写真はプライベートで制作した、アート作品。
ではなくて、あるメーカーさんから依頼された、清掃用品を使った汚れ落としの比較動画を撮影するための小道具で、汚れを模したものです。
最近はスマホでも簡単に動画の撮影・編集ができるので、ちょっとした動画ならクライアント側で内製化しているところも少なくありません。現に今回依頼をいただいたメーカーさんも、これまで社内で撮影されていました。
ただ、今回のような製品の特長を比較してわかりやすく伝えるために、どういうった見せ方をすればよいのか、少し手間のかかる撮影に限ってはご依頼を頂くことがよくあります。
このメーカーさんも過去に動画をいくつも制作されており、当初は私が撮影・編集をしていました。それが、何度か現場に立ち会われている間に、ノウハウを理解されたのでしょう。その後、私に撮影の依頼が来ることはなくなり、社内で撮影・編集した動画へ、BGMの追加とWebへのアップだけ依頼されるようになりました。
それが先日、ある動画を受け取った際、内容を確認したところ初見ではわかりづらい部分が何点かありました。
具体的には、映像に対してテロップが表示される部分で、カットの時間が短くテロップを読んで映像を見ようとすると画面が切り替わったり、複数の製品を持ち替えているシーンでは、事前に製品を見せないため何の動作をしているのかわかりにくい部分がありました。1秒でも製品の姿を見せるだけでわかりやすくなるのですが、それがありませんでした。
その部分を私の方で静止画を差し込んで時間の調整をしたり、画面の端に製品をフレームではめ込んだりして、内容が理解しやすように編集しました。
この作業は事前の相談なしに私の判断でやりましたが、編集内容に納得していただけ、最終的には編集を加えた動画が正式採用されました。そして、今回再び動画の撮影・編集の依頼が来たのです。

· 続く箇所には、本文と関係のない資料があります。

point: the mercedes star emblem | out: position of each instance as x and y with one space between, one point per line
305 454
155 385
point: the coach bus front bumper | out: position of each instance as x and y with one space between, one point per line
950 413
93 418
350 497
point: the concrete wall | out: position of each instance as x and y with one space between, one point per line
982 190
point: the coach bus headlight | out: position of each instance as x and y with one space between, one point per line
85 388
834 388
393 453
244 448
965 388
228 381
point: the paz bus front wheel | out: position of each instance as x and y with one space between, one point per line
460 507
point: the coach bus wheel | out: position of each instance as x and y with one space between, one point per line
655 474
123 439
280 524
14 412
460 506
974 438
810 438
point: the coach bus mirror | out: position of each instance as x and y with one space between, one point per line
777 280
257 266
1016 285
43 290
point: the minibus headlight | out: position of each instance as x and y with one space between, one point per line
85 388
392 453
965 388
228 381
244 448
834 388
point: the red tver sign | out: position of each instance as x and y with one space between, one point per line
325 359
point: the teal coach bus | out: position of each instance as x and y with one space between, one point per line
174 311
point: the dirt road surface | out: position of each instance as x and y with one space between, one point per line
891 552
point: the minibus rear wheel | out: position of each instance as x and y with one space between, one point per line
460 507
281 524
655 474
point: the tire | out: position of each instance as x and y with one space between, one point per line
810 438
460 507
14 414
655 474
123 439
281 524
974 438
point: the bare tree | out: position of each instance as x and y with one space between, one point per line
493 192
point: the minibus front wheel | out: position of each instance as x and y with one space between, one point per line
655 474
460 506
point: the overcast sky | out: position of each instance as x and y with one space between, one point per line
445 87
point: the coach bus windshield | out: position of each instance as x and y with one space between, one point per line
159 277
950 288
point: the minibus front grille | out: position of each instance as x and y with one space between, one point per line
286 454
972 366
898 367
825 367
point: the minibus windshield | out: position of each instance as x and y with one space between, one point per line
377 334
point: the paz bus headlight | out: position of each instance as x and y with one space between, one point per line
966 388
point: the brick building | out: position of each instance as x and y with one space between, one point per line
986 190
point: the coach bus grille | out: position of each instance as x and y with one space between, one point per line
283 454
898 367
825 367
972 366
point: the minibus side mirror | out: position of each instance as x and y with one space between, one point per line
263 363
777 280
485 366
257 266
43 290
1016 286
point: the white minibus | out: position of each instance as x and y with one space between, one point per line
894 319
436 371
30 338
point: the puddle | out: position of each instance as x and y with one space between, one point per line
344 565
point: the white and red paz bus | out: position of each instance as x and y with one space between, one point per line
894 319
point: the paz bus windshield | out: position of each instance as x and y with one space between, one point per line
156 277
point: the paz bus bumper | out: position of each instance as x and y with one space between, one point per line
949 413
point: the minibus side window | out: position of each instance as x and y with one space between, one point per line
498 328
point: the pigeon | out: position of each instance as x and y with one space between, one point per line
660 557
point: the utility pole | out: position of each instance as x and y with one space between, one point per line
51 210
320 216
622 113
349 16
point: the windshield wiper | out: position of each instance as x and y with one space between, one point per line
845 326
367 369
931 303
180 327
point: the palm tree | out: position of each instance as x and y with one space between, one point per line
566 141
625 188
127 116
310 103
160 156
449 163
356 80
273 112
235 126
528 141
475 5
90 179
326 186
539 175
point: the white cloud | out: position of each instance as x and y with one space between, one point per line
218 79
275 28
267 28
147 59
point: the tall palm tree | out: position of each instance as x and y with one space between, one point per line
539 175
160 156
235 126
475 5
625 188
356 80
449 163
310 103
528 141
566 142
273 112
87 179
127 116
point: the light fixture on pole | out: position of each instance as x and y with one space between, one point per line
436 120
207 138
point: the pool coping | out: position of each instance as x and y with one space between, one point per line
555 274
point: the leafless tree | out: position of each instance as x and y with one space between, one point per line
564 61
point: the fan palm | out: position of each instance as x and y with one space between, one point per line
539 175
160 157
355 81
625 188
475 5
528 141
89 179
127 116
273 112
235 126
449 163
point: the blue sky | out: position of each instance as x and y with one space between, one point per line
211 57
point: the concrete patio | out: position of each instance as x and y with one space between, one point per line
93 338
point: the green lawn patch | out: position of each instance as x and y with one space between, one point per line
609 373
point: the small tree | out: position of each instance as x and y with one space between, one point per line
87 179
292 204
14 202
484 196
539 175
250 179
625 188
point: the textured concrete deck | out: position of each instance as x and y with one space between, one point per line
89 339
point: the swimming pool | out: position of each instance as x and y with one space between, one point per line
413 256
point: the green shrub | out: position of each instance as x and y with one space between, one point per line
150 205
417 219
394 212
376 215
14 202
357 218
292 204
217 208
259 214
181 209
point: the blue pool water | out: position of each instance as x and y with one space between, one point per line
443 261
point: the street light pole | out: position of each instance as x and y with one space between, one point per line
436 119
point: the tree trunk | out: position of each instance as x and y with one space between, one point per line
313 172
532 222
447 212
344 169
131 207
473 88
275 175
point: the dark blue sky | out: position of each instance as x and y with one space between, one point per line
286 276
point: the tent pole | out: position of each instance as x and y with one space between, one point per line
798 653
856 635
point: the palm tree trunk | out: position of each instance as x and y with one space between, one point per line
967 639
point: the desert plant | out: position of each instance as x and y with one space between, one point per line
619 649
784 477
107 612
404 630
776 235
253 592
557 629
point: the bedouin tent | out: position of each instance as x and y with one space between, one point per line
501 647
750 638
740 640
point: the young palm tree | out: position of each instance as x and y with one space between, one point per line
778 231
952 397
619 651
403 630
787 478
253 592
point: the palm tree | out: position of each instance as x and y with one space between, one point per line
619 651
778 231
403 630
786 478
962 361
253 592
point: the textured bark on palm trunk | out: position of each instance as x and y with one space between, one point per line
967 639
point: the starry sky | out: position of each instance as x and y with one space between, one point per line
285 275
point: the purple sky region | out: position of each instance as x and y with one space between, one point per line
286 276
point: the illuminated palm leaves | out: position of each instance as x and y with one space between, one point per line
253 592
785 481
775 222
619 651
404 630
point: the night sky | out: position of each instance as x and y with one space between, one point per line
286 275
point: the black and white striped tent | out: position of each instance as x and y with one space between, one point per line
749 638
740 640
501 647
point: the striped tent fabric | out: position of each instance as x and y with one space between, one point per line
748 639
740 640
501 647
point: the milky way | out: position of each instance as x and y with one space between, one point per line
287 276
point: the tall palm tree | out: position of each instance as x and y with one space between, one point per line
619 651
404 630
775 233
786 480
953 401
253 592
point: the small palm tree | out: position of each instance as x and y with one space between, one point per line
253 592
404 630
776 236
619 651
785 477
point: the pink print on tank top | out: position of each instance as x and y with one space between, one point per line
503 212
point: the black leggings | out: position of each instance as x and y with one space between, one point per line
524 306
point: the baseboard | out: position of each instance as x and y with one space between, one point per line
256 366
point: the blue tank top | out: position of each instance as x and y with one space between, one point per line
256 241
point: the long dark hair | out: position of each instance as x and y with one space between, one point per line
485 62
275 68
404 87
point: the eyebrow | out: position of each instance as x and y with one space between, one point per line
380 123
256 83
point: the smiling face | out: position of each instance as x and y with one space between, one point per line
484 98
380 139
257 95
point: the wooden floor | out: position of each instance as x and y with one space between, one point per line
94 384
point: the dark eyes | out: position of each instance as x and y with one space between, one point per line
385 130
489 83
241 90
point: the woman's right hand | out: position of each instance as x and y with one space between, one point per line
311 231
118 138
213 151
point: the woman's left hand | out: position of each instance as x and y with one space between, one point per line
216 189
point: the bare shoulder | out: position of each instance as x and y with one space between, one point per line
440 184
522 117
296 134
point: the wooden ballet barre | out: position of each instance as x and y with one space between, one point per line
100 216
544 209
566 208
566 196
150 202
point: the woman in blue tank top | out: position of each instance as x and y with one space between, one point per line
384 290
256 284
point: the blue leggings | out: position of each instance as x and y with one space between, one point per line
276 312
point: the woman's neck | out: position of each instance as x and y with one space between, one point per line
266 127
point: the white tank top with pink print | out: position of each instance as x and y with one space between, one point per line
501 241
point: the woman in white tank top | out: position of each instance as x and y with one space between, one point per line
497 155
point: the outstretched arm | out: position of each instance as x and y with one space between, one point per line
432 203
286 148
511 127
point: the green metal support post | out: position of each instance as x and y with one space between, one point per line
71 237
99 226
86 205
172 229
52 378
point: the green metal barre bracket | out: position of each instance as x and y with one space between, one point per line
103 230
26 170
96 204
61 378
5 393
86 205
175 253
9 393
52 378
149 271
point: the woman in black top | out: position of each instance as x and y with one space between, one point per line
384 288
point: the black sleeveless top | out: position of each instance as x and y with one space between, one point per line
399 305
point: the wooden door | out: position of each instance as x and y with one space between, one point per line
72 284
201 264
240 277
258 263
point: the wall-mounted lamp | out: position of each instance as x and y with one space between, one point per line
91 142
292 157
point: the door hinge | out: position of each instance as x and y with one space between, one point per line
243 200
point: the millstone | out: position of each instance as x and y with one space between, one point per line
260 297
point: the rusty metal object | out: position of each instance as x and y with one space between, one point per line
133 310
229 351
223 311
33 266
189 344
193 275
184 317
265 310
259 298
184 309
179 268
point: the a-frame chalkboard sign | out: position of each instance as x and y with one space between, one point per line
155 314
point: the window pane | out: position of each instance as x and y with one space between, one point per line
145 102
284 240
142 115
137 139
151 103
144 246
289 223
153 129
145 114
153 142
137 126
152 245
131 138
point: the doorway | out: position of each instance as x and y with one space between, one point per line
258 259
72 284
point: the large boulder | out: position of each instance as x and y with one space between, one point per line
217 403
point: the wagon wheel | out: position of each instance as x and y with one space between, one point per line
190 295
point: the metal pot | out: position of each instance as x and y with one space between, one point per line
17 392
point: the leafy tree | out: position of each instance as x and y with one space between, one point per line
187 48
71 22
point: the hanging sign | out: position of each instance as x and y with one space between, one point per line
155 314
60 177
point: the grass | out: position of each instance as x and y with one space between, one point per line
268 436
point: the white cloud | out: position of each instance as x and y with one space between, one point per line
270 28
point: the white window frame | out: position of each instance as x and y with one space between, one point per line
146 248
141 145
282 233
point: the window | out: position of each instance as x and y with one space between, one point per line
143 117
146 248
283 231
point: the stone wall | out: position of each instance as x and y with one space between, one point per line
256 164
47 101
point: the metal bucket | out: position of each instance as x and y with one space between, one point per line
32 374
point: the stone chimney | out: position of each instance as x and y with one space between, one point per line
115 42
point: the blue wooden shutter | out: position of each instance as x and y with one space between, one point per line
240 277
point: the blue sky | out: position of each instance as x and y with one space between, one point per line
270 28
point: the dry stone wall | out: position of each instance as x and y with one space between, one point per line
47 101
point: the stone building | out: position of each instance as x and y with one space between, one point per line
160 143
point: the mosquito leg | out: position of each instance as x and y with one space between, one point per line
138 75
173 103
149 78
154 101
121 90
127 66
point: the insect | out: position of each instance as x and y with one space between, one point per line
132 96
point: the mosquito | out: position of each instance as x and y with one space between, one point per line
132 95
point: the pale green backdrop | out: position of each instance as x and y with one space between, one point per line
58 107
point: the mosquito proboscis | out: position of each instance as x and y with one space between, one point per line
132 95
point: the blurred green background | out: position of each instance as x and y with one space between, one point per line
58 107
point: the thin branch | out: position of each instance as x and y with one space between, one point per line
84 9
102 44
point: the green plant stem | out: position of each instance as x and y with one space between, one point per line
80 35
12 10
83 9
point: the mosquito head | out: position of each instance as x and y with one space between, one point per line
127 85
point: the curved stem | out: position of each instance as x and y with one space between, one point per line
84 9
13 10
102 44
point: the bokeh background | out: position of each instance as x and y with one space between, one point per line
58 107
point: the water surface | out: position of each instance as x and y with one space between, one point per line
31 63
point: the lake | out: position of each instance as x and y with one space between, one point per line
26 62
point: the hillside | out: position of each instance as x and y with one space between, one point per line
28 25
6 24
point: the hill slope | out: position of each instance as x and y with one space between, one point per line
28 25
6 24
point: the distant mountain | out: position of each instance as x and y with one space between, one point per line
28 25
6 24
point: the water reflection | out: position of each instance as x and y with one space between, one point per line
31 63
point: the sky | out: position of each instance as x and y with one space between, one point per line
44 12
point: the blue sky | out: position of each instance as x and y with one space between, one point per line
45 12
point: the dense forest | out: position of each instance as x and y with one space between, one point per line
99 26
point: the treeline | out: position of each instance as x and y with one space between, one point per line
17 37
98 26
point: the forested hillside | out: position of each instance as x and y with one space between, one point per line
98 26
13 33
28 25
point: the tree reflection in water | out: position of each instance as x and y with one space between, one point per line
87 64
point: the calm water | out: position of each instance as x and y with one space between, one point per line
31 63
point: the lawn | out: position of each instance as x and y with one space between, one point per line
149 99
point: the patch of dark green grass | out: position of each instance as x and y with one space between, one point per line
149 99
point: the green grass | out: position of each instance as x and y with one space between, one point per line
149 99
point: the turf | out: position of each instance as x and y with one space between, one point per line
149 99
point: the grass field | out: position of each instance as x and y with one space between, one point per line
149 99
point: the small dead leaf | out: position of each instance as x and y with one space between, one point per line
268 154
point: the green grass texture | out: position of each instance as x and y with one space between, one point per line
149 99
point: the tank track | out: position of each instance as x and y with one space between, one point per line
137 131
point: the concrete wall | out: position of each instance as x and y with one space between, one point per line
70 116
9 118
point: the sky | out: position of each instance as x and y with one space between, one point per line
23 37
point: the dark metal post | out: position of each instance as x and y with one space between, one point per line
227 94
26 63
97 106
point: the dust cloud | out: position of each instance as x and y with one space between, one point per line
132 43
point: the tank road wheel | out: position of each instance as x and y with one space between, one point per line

パソコンやアプリケーションが低価格になったことで、動画や印刷物も外注せずに内製化されることが多くなっています。時代の流れとして仕方がありませんが、内製化によってコストを抑えられた、自分たちで出来た、といった部分に目が行きがちで「情報の整理」や「見せ方」が至らないケースが少なくありません。
これは今回のクライアントに限らず、街で見かける広告やパンフレット、新聞の折込チラシ、Webサイトでも見られます。
動画であれ印刷物であれ、完成までには時間がかかります。制作サイドはその間、何度も同じ内容を目にしているため客観的な視点を失いがちです。最終判断も内容を充分理解している自分たちで行うため、初めて見る人にはわかりにくく、伝えたいことが伝わらない結果を招くことがよくあります。
例えば、人との会話でも言っていることがよくわからないケースは、物事の整理ができていない状態で喋っていることがあります。気持ちだけ先走って順序立てて話さないので、聞いている方は「何が言いたいん?」となり、喋る方も「なんでわかってくれへんの?」となります。
先程の「情報の整理」と「見せ方」は表裏一体です。
「情報の整理」は、「状況の把握」と言い換えることができます。状況の把握、つまり課題や問題点、やるべきことを把握することができれば、おのずと「見せ方」もどうすればよいのかも浮かんできます。